The split tunnel list goes here:

webvpn context Home_VPN
  policy group policy_1
    svc split include 192.168.10.0 255.255.255.0

I like the idea of using a loopback for the virtual-template interface however, I don't want to setup a split tunnel. I want both my VPN and my internet to go through the tunnel. That's why I was going for the full tunnel. 

Is that not possible?
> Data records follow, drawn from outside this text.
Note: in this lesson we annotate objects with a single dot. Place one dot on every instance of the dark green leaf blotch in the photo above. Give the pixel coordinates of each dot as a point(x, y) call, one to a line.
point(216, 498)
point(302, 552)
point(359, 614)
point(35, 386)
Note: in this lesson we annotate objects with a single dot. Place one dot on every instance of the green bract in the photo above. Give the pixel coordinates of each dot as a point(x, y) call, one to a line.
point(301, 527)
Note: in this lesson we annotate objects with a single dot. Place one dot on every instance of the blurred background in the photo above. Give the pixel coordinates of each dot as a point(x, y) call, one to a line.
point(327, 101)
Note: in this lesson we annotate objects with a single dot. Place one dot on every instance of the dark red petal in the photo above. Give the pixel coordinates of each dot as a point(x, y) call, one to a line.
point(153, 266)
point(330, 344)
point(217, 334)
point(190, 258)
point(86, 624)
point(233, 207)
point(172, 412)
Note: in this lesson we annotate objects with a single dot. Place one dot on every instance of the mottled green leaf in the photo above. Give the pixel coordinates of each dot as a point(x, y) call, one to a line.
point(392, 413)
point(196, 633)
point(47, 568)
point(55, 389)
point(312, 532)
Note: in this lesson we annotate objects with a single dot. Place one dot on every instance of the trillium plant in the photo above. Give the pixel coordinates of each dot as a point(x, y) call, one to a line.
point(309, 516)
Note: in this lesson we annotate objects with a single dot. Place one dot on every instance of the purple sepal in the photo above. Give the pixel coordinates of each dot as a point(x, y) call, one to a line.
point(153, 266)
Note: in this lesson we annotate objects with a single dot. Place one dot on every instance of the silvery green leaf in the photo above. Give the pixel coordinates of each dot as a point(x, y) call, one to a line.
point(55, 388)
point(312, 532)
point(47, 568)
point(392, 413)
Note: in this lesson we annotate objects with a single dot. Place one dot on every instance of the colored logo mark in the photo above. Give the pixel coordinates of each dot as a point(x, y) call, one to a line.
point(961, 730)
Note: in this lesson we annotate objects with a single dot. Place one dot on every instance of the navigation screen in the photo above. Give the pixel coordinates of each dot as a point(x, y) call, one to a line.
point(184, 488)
The fact that I can't access the internet or local LAN leads me to believe that this might be related to NAT.

You need to add a "ip nat inside" to the Virtual-Template interface, and to configure NAT to treat this like an inside interface.

I added this NAT statement but I still can't get to the internet or my local LAN in full tunnel mode.

ip nat inside source list VPN_ACL interface gi0/0 overload

I think that should be working.  What software version are you using on your 1941?

c1900-universalk9-mz.SPA.152-4.M6a.bin

Unfortunately not. My  Smart Net expired.

Anyone else have any input on this issue? I could really use some help in solving this issue.

Thanks

In case anyone else is in the same predicament. This is what I did to get this working.

Thanks for your input Philip.

I used the following config from www.firewall.cx.

http://www.firewall.cx/cisco-technical-knowledgebase/cisco-routers/904-cisco-router-anyconnect-webvpn.html

aaa new-model
aaa authentication login sslvpn local
!
username chris secret firewall.cx
!
crypto key generate rsa label my-rsa-keys modulus 1024 
!
crypto vpn anyconnect flash0:/webvpn/anyconnect-win-3.1.00495-k9.pkg sequence 1

!
ip local pool webvpn-pool 192.168.9.80 192.168.9.85
!
webvpn gateway Cisco-WebVPN-Gateway
 ip address 74.200.90.5 port 443 
 ssl encryption rc4-md5
 ssl trustpoint my-trustpoint
 inservice
 !
webvpn context Cisco-WebVPN
 title "Firewall.cx WebVPN Gateway"
 !
 acl "ssl-acl"
   permit ip 192.168.9.0 255.255.255.0 192.168.9.0 255.255.255.0
 login-message "Cisco Secure WebVPN"
 !
 policy group webvpnpolicy
   functions svc-required
   functions svc-enabled
   filter tunnel ssl-acl
   svc address-pool "webvpn-pool" netmask 255.255.255.0
   svc rekey method new-tunnel
   svc split include 192.168.9.0 255.255.255.0
 default-group-policy webvpnpolicy
 aaa authentication list sslvpn
 gateway Cisco-WebVPN-Gateway
 max-users 2
 !
 ssl authenticate verify all
 !
 url-list "rewrite"
 inservice

Try adding in the loopback anyway.  I have that in all my configs - that work.

Philip D'Ath
VIP Alumni
VIP Alumni

I normally use a Loopback interface for Virtual-Template2.  Not sure how important this is.

interface Loopback0
ip address 10.10.20.254 255.255.255.255

interface Virtual-Template2
ip unnumbered Loopback0

Philip D'Ath
VIP Alumni
VIP Alumni

Also it will only work when connected from the outside.